Гавира спокойно покачал головой.
– Ничего особенного, уверяю вас. Думаю, просто возникла напряженность из-за моей работы, из-за жизни вообще… – Он затянулся сигаретой и выпустил дым через нос и рот. – Кроме того, вы не знаете; ей хотелось, чтобы у нас был ребенок – сразу же. – Он чуть поколебался. – Я борюсь за место в жизни, дон Октавио, и борьба в самом разгаре. У меня нет времени на соски и пеленки, так что я попросил ее подождать… – Он вдруг ощутил сухость во рту и снова потянулся за пивом. – Немного подождать, вот и все. Мне казалось, что я сумел убедить ее и что все идет хорошо. И вдруг в один прекрасный день – раз! – она ушла, хлопнув дверью, и объявила мне войну. Которая продолжается по сей день. Может, это как раз совпало с нашим взаимонепониманием насчет церкви или еще с чем-то, не знаю… – Он поморщился. – Может, и правда все совпало.

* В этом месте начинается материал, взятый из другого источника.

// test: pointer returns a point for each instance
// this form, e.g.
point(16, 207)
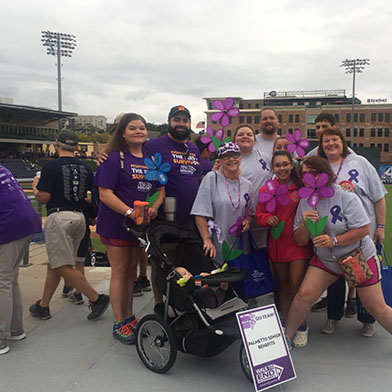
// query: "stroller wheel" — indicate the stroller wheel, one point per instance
point(245, 363)
point(156, 344)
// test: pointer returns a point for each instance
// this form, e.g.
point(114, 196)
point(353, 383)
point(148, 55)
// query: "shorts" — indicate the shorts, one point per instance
point(119, 243)
point(63, 232)
point(373, 262)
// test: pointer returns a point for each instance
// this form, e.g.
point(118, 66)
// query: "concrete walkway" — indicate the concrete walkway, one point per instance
point(68, 353)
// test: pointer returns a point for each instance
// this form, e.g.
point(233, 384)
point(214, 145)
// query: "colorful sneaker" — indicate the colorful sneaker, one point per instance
point(77, 298)
point(41, 312)
point(144, 283)
point(320, 306)
point(351, 308)
point(123, 333)
point(67, 291)
point(137, 289)
point(98, 307)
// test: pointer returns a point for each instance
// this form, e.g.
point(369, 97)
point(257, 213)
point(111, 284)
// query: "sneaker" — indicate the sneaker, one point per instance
point(144, 283)
point(67, 291)
point(77, 298)
point(97, 309)
point(329, 327)
point(368, 330)
point(351, 308)
point(124, 333)
point(320, 305)
point(137, 289)
point(41, 312)
point(4, 347)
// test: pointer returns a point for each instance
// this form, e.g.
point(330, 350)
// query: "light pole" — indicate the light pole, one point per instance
point(354, 66)
point(58, 44)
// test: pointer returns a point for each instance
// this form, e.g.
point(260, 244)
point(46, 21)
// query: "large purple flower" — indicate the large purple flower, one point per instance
point(226, 111)
point(314, 188)
point(212, 140)
point(296, 143)
point(274, 193)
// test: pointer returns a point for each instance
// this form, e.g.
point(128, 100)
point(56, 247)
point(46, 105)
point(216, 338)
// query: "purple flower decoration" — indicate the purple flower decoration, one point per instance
point(314, 188)
point(236, 229)
point(212, 139)
point(274, 193)
point(297, 144)
point(226, 111)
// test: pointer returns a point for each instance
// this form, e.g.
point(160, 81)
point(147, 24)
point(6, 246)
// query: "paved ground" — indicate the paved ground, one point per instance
point(68, 353)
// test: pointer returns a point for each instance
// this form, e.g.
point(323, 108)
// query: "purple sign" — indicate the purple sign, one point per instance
point(266, 348)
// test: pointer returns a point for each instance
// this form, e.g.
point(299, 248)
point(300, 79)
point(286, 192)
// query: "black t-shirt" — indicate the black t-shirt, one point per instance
point(67, 179)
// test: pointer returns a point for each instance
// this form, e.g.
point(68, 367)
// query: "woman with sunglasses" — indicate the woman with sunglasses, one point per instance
point(223, 206)
point(347, 228)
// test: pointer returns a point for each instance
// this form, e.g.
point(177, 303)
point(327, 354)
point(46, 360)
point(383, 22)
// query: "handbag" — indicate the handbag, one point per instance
point(260, 280)
point(355, 268)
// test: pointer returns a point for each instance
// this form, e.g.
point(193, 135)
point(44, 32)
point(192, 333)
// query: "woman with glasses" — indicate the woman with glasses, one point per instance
point(223, 207)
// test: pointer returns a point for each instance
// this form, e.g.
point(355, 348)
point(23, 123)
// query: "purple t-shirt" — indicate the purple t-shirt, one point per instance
point(184, 175)
point(128, 184)
point(17, 216)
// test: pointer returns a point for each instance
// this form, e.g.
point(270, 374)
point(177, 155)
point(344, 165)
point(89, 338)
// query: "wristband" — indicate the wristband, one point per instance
point(128, 212)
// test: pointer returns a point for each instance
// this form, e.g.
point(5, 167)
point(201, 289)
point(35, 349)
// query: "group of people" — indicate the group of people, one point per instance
point(220, 201)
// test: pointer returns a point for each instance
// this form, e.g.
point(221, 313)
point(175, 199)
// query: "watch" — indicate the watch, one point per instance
point(129, 212)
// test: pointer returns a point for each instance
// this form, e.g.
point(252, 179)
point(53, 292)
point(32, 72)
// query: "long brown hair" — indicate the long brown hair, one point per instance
point(117, 142)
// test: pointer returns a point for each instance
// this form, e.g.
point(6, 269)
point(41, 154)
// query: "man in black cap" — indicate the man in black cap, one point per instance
point(63, 186)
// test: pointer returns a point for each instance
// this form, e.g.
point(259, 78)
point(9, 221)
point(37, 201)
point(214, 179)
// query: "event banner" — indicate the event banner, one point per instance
point(265, 344)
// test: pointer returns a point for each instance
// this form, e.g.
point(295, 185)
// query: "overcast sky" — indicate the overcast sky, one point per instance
point(145, 56)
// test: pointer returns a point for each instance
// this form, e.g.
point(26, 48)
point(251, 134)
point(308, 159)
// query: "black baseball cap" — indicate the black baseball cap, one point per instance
point(68, 137)
point(179, 109)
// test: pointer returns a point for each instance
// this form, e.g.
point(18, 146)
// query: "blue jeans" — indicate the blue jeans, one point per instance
point(336, 300)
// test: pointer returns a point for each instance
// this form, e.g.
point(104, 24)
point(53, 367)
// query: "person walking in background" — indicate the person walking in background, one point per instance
point(19, 222)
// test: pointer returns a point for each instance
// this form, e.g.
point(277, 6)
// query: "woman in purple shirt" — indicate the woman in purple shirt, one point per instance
point(121, 180)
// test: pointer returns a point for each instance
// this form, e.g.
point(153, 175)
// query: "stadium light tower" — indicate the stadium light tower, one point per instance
point(354, 66)
point(58, 44)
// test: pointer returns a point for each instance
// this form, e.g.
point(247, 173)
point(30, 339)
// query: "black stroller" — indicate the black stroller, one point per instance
point(189, 328)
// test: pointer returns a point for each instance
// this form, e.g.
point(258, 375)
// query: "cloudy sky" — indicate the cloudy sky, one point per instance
point(148, 55)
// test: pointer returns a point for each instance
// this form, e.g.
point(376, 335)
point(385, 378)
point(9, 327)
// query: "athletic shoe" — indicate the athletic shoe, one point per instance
point(4, 347)
point(320, 306)
point(41, 312)
point(329, 327)
point(98, 307)
point(124, 333)
point(351, 308)
point(77, 298)
point(137, 289)
point(67, 291)
point(368, 330)
point(144, 283)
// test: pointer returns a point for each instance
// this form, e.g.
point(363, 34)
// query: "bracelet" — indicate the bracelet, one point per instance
point(128, 212)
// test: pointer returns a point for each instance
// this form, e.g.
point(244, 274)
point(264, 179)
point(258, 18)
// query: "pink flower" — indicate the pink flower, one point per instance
point(273, 194)
point(297, 144)
point(314, 188)
point(226, 111)
point(210, 138)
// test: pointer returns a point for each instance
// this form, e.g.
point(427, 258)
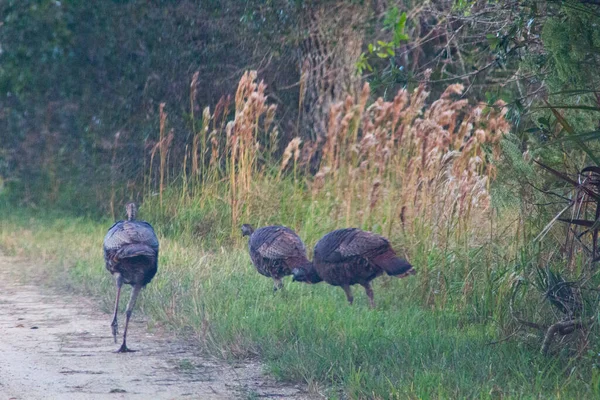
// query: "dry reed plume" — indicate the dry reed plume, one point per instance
point(394, 163)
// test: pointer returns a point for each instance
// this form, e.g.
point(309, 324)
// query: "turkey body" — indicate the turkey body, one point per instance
point(347, 257)
point(275, 251)
point(131, 256)
point(131, 250)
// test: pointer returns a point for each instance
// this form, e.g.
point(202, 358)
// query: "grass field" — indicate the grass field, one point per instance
point(411, 346)
point(419, 174)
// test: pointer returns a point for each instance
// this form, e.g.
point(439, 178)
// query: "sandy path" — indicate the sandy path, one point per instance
point(60, 347)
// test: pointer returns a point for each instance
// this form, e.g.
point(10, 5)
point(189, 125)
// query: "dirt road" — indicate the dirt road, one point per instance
point(59, 347)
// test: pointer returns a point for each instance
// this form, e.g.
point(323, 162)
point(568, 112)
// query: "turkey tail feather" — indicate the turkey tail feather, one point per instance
point(393, 265)
point(135, 250)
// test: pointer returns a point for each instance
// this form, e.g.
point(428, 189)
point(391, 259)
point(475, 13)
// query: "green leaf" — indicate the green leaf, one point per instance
point(569, 129)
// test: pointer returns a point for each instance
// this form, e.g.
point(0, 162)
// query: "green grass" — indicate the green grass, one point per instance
point(406, 348)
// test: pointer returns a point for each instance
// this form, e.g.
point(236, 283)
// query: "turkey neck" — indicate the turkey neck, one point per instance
point(131, 212)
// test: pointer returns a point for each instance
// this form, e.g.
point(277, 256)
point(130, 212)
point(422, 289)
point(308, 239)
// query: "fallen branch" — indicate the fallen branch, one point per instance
point(562, 327)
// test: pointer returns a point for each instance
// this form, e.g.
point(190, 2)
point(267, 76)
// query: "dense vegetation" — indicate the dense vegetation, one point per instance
point(464, 131)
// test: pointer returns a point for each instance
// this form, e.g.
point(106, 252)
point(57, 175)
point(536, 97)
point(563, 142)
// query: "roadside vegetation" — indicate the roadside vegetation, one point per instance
point(490, 188)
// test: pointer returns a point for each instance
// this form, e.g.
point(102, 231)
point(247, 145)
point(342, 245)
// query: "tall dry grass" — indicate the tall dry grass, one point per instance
point(392, 166)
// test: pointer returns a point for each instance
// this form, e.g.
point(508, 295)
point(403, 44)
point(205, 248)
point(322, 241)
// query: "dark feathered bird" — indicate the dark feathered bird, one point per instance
point(131, 256)
point(351, 256)
point(275, 251)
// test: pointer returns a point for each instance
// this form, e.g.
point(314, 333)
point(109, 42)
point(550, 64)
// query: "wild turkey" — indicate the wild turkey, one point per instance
point(349, 256)
point(131, 256)
point(275, 251)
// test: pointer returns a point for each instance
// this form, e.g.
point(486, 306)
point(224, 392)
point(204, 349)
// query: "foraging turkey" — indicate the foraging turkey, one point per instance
point(131, 256)
point(275, 251)
point(349, 256)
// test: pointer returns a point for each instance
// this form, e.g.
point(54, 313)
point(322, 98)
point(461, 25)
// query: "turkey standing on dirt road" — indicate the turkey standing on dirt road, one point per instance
point(275, 251)
point(349, 256)
point(131, 256)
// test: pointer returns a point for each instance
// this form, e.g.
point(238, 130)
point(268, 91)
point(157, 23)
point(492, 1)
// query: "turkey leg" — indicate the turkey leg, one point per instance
point(130, 305)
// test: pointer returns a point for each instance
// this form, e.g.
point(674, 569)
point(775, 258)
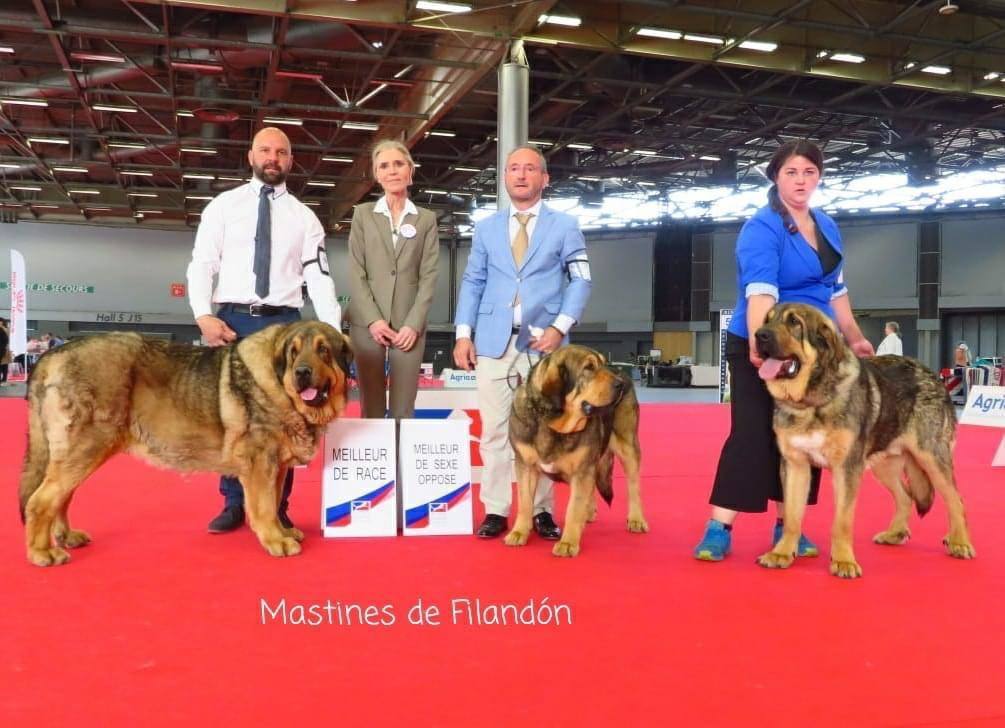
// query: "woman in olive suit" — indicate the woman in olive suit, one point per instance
point(393, 251)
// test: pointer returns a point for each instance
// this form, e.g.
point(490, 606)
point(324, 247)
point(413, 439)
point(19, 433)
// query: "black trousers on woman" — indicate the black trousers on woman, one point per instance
point(749, 473)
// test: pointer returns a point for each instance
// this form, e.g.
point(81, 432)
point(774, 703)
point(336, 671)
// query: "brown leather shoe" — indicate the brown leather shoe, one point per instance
point(546, 527)
point(492, 526)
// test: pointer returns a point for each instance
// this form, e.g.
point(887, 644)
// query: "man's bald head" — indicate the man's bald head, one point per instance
point(270, 156)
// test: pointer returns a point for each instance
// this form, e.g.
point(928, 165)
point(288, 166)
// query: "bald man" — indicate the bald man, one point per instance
point(261, 244)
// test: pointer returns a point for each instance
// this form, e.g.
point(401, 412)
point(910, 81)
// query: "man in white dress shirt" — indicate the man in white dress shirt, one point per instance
point(261, 243)
point(891, 344)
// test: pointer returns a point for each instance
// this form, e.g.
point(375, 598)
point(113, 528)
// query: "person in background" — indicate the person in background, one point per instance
point(786, 252)
point(393, 259)
point(261, 244)
point(891, 344)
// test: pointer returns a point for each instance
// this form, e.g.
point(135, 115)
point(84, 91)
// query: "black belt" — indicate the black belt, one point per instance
point(258, 309)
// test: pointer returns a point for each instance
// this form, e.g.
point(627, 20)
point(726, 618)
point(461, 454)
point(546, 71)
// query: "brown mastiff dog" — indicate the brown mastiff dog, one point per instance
point(837, 411)
point(251, 409)
point(569, 419)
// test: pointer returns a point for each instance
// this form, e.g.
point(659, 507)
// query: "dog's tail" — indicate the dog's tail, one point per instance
point(36, 458)
point(919, 487)
point(605, 478)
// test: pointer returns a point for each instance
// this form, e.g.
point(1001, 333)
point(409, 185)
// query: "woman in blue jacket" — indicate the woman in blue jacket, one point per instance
point(786, 252)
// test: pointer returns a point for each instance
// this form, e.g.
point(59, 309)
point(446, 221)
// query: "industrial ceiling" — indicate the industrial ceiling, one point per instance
point(138, 112)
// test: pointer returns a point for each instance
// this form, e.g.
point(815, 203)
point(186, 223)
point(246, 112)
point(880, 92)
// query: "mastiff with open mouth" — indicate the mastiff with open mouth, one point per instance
point(251, 409)
point(837, 411)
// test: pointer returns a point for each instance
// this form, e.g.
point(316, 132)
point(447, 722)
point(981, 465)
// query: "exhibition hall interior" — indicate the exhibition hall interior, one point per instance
point(656, 123)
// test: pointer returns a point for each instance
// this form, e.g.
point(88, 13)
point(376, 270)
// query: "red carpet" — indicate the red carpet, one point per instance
point(158, 622)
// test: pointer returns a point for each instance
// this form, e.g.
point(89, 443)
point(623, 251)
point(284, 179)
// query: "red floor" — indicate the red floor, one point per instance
point(158, 622)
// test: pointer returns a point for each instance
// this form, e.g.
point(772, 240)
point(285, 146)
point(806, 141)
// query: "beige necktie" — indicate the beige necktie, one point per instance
point(521, 241)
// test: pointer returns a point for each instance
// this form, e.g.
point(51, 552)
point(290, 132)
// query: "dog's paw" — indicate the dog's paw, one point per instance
point(846, 569)
point(74, 539)
point(960, 550)
point(48, 557)
point(891, 538)
point(565, 549)
point(637, 524)
point(282, 546)
point(773, 560)
point(516, 538)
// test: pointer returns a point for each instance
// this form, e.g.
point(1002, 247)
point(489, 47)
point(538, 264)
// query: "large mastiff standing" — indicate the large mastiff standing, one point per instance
point(250, 409)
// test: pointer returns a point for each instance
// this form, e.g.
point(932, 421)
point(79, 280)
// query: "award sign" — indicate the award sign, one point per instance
point(436, 477)
point(359, 485)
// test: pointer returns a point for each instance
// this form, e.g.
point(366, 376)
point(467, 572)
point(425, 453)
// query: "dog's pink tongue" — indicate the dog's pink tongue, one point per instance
point(770, 369)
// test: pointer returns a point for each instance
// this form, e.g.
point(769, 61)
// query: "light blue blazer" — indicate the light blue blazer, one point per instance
point(553, 280)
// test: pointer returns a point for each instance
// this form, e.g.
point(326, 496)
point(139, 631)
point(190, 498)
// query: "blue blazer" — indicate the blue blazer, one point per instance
point(491, 281)
point(772, 260)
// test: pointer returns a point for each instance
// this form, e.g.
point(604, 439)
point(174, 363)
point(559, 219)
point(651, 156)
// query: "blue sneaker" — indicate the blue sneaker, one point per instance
point(715, 545)
point(806, 547)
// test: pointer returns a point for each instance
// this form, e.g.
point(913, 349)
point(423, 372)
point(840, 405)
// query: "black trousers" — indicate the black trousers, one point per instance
point(749, 473)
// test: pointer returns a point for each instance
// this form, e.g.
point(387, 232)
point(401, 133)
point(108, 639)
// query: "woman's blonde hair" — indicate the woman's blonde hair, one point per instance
point(384, 146)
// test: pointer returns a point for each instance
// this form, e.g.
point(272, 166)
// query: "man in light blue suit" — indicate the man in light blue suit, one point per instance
point(526, 285)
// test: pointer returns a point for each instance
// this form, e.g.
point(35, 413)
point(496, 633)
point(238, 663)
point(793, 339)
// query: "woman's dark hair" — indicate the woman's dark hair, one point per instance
point(797, 148)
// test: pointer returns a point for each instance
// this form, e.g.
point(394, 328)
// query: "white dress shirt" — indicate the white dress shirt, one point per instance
point(224, 247)
point(562, 322)
point(383, 208)
point(890, 345)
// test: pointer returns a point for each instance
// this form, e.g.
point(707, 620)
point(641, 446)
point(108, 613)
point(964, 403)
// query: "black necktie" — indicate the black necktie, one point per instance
point(263, 243)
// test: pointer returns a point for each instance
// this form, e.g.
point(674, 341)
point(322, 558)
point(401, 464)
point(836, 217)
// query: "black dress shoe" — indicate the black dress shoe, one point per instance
point(284, 519)
point(546, 527)
point(230, 518)
point(492, 526)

Мачука смотрел на него пристально и холодно. Почти с любопытством.
– Эта история с тореадором… – проговорил он. – Это был удар ниже пояса.
– И еще какой. – То, что он упомянул об этой истории, было точно таким же ударом, но Гавира воздержался от комментариев. – Хотя вы ведь знаете, была еще пара таких ударов – сразу же, как только она ушла. Какие-то старые друзья, которых она знала задолго до свадьбы. Да и этот Курро Маэстраль вроде бы еще тогда ее обхаживал. – Он уронил сигарету на пол и сердито раздавил ее каблуком. – Она как будто ринулась наверстывать упущенное за то время, что прожила со мной.
– Или хотела отомстить.
– Может, и так.
– Что-то ты ей сделал, Пенчо, – убежденно произнес старый банкир, покачивая головой. – Макарена выходила за тебя по любви.
Гавира поводил глазами по сторонам, машинально оглядывая прохожих.
– Я не понимаю этого, клянусь вам, – ответил он наконец. – Даже в качестве мести. После женитьбы я в первый раз связался с другой женщиной только через месяц с лишним после ухода Макарены, когда она уже перестала встречаться с этим виноделом из Хереса – Вильяльтой, Кстати, с вашего разрешения, дон Октавио, я только что отказал ему в кредите.
Мачука одним жестом своей тощей, как лапа хищной птицы, руки отмел все сказанное Гавирой. Он был в курсе недавней мимолетной связи своего преемника с известной фотомоделью и знал, что тот говорит правду. В любом случае Макарена происходила из слишком благородной семьи, чтобы устраивать публичный скандал из-за юбки, с которой связался ее муж. Если бы все принялись это делать, что стало бы с Севильей? Что же касается церкви, банкир не знал, является ли это дело самой проблемой или только поводом для нее.
Чувствуя себя неуютно, Гавира поправил узел галстука.
– В общем, дон Октавио, мы с вами сейчас в одинаковом положении. Что крестный отец, что муж.
– С одной только разницей, – под тонким хищным носом Мачуки снова обрисовалась улыбка, – и церковь, и твой брак – это твои дела… Верно? Я только зритель.
Гавира бросил взгляд на Перехиля, несшего караул у «мерседеса». Подбородок его затвердел.
– Я еще поднажму.
– На свою жену?
– На попа.
Раздался каркающий смех старого банкира:
– На которого? В последнее время они размножаются как кролики.
– На священника этой церкви. На отца Ферро.